Reading updated memory from other CUDA stream

2019-09-02 12:47发布

问题:

I am trying to set a flag in one kernel function and read it in another. Basically, I'm trying to do the following.

#include <iostream>                                                              
#include <cuda.h>                                                                
#include <cuda_runtime.h>                                                        

#define FLAGCLEAR 0                                                              
#define FLAGSET   1                                                              

using namespace std;                                                             

__global__ void set_flag(int *flag)                                              
{                                                                                
    *flag = FLAGSET;                                                             

    // Wait for flag to reset.                                                   
    while (*flag == FLAGSET);                                                    
}                                                                                

__global__ void read_flag(int *flag)                                             
{                                                                                
    // wait for the flag to set.                                                 
    while (*flag != FLAGSET);                                                    

    // Clear it for next time.                                                   
    *flag = FLAGCLEAR;                                                           
}                                                                                

int main(void)                                                                   
{                                                                                
    // Setup memory for flag                                                     
    int *flag;                                                                   
    cudaMalloc(&flag, sizeof(int));                                              

    // Setup streams                                                             
    cudaStream_t stream0, stream1;                                               
    cudaStreamCreate(&stream0);                                                  
    cudaStreamCreate(&stream1);                                                  

    // Print something to let me know that we started.                           
    cout << "Starting the flagging" << endl;                                     

    // do the flag test                                                          
    set_flag  <<<1,1,0,stream0>>>(flag);                                         
    read_flag <<<1,1,0,stream1>>>(flag);                                         

    // Wait for the streams                                                      
    cudaDeviceSynchronize();                                                     

    // Getting here is a painful process!
    cout << "Finished the flagging" << endl;                                     

    // Clean UP!                                                                 
    cudaStreamDestroy(stream0);                                                  
    cudaStreamDestroy(stream1);                                                  
    cudaFree(flag);                                                              

}

I eventually get the second printout, but only after the computer freezes for 15 seconds, and I get both printouts at the same time.
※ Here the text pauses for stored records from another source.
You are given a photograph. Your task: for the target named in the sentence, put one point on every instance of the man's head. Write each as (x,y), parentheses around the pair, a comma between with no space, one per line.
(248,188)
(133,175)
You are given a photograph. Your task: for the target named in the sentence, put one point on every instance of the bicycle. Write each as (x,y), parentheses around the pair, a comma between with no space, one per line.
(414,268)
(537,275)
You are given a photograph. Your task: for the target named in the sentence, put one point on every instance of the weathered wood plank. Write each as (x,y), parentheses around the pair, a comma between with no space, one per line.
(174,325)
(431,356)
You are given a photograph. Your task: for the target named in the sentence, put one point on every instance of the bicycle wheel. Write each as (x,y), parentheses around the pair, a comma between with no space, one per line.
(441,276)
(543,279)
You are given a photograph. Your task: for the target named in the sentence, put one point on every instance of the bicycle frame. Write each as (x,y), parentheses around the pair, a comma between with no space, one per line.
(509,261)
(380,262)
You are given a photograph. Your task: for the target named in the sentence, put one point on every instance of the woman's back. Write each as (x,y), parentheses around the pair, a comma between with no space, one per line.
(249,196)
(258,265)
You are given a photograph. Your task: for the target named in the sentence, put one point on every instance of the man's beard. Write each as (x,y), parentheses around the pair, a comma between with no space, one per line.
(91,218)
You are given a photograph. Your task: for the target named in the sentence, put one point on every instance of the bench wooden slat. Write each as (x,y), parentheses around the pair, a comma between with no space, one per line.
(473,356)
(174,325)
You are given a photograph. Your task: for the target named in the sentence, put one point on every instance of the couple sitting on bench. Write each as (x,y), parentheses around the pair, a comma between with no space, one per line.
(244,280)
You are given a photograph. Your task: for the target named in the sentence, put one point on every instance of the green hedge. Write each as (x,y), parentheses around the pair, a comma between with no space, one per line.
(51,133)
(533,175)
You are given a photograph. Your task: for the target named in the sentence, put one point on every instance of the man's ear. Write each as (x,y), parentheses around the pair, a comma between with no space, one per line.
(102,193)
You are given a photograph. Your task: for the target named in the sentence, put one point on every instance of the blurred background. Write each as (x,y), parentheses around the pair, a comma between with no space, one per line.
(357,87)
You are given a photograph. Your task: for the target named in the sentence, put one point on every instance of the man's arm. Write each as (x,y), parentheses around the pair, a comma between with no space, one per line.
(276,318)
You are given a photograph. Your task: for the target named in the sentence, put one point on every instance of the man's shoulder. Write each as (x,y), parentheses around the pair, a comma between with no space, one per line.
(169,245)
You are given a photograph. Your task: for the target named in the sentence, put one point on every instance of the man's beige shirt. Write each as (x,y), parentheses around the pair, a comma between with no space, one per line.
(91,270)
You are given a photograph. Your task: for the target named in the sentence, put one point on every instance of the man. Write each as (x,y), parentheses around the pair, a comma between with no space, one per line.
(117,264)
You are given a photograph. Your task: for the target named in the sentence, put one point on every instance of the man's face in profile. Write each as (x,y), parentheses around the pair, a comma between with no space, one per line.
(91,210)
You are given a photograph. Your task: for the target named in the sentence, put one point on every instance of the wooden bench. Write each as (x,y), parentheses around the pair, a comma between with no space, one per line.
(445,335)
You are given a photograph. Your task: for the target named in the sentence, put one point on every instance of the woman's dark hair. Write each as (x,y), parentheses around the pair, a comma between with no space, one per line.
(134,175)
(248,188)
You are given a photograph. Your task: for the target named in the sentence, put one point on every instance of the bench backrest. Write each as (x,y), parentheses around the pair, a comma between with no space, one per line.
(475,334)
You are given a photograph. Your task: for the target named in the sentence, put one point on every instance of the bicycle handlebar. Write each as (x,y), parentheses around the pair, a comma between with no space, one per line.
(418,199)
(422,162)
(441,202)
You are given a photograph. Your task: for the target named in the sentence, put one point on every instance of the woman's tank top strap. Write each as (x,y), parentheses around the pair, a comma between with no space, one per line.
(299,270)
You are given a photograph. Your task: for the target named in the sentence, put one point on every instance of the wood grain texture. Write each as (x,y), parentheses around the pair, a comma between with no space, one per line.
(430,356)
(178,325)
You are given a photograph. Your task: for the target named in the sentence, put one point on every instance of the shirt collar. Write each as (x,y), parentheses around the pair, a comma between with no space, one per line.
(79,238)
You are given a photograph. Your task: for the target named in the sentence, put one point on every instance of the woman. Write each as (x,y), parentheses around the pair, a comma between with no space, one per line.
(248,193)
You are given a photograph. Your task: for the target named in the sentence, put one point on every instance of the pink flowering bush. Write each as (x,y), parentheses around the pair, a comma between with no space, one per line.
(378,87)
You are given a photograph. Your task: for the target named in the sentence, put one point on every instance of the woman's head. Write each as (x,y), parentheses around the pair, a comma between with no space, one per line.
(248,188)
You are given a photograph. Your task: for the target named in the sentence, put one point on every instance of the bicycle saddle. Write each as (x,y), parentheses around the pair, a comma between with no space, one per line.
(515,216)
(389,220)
These streams are supposed to run in parallel, and not bog the system down. What am I doing wrong? How can I fix this?

Thanks.

EDIT

It seems as though a special case has been solved by adding volitile but now something else has broken. If I add anything between the two kernel calls, the system reverts back to the old behavior, namely freezing and printing everything at once. This behavior is shown by adding sleep(2); between set_flag and read_flag. Also, when put in another program, this causes the GPU to lock up. What am I doing wrong now?

Thanks again.

回答1:

The compiler is allowed to do fairly aggressive optimization. Furthermore, the L1 caches on Fermi devices are not guaranteed to be coherent. To work around these issues, try adding the volatile keyword to your functions usage of the flag variable like so:

__global__ void set_flag(volatile int *flag)       

and

__global__ void read_flag(volatile int *flag)     

Generally speaking, when used on a variable resident in global memory, this will cause the compiler to issue loads that bypass the L1 cache and will also generally speaking prevent optimizations of these variables into registers, for example.

I think you'll have better results.

The code you've posted has the potential to deadlock due to these issues. Therefore, the observation you're seeing may actually be the OS (e.g. windows TDR) interrupting your program.